Interviewer: So maybe you're considering getting a cosmetic or a reconstructive procedure done. We've all seen the before and after photos, but it's there's sometimes a journey in between those two points, and to kind of talk us through this is Dr. Courtney Crombie. She's an Assistant Professor and plastic surgeon with University of Utah Health.
Now, Dr. Crombie, what are some of these, you know, you see in magazines, you see on advertisements, you know, the before and the after. But, you know, there's a lot more involved with the recovery, regardless of what your procedure is. Why don't you walk me through some of the things that you as a surgeon really want your patients to understand when they're first thinking about these kinds of procedures.

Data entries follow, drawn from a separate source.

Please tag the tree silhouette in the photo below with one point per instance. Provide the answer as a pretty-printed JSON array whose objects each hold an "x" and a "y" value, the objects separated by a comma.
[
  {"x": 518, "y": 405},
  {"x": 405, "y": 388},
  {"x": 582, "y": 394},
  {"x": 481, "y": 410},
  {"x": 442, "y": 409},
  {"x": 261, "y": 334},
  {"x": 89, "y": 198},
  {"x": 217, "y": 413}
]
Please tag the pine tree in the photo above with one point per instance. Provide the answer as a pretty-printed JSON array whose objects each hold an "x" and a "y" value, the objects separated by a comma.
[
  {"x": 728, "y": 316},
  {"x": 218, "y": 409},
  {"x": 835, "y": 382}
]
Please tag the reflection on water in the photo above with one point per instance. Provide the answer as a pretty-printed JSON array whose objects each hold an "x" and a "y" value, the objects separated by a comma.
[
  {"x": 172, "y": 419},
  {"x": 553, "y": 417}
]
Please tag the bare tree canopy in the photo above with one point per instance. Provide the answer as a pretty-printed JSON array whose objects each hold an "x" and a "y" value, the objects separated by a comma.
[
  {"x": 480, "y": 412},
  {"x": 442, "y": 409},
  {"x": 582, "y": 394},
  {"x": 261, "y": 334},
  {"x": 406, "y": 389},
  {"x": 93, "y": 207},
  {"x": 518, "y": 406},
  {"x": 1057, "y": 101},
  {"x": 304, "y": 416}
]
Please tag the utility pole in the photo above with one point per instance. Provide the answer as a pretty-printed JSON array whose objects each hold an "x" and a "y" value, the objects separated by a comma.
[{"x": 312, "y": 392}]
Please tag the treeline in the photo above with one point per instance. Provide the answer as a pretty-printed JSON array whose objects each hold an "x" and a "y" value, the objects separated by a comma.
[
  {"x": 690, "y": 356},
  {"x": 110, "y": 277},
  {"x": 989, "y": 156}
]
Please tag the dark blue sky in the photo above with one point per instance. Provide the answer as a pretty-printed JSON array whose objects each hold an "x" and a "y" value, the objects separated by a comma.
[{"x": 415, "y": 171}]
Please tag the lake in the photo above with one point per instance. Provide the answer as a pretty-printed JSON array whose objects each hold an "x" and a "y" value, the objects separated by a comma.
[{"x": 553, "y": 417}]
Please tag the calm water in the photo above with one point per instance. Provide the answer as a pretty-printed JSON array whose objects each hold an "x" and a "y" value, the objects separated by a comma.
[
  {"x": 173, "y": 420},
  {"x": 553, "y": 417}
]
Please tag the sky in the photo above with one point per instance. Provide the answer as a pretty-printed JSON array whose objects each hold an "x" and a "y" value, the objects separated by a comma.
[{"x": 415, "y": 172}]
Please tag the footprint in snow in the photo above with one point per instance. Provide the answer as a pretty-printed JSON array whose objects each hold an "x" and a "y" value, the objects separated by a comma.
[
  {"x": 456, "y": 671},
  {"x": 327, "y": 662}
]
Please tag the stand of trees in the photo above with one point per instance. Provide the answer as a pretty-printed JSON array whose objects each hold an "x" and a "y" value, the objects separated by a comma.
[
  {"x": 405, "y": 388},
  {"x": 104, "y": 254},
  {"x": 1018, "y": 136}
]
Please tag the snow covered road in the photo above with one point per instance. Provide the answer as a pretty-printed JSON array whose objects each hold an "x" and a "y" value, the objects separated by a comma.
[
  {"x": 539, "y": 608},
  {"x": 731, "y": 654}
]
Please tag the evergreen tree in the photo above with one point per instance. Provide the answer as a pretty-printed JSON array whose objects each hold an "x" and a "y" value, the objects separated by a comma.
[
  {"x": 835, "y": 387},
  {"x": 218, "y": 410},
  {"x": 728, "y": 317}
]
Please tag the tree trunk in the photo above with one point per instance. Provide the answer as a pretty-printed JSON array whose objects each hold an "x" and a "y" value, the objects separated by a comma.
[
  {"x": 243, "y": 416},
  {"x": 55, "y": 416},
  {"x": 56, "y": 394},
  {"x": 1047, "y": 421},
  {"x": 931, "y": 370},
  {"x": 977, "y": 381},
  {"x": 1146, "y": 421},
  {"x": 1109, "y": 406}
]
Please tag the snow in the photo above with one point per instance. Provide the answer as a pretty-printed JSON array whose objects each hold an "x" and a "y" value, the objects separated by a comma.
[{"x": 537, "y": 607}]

Dr. Crombie: So most of the time, you know, our patients come and meet with us. They'll have at least one, and sometimes multiple meetings with us prior to a given procedure. And then on the day of the procedure, once again, we meet in the morning. They'll meet their anesthesiologists, and then they'll meet with us, and usually, depending on what the procedure is, we'll do our markings and our consent forms and then off to surgery.
After the procedure, we usually see them within the first week for their first follow-up appointment, and it'll either be with the surgeon, or someone on our team to check in and make sure that they're doing okay with their pain medicines and that our surgical sites are doing okay, if there is drains involved, you know, a drain check and just to see overall how they're doing.
On my service, I usually end up seeing patients probably every one to two weeks after their procedure until the kind of the final product of our procedure is done, which may be anywhere up to six weeks later. All our checkups were following drain outputs and removing drains, checking on wounds, removing Steri-Strips, and when it is time to start doing massages on massaging of scars, we will talk you through that portion, talk about sun exposure to scar, and get you through everything to the end product.
Interviewer: So beyond say scar care, wound care, pain management, what are some other things that they also should be keeping in mind? I would assume that, you know, they're going to be out for a while, they're not going to be able to, you know, lift anything, run around with the kids. What are some of those other kind of, you know, social and psychosocial aspects of all this?
Dr. Crombie: We discuss with you your daily activities of what we start allowing you to do, from walking the dog to, you know, carrying your children, playing with your kids, riding a bike. Whatever the activities are, we're usually discussing what those things are that we think is okay to do based on what wounds you have, what muscles are lying under those wounds. So we're very involved with everything because we want you to have the very best outcome for the things that we're helping you through.
Interviewer: So a patient who, you know, they hear that it's going to be a process, right? They hear maybe they're going to hurt for a while, they might have to, you know, work through one thing or another, what is something you tell them to kind of reassure them, if this is something they really want to do?
Dr. Crombie: I remind them that there are going to be good days and bad days, and on your good days, you really need to sort of tone it down so that your bad day, you don't totally crash. And I ask them about their support system, and I encourage their significant others to help them through on, you know, to be their cheerleader, and to help them through on their bad days, and hopefully they have a good support system. We want our patients to do well. It's a reflection of us, of course, and, you know, we want the best for our patients. We want good outcomes for them. And that's why we're here.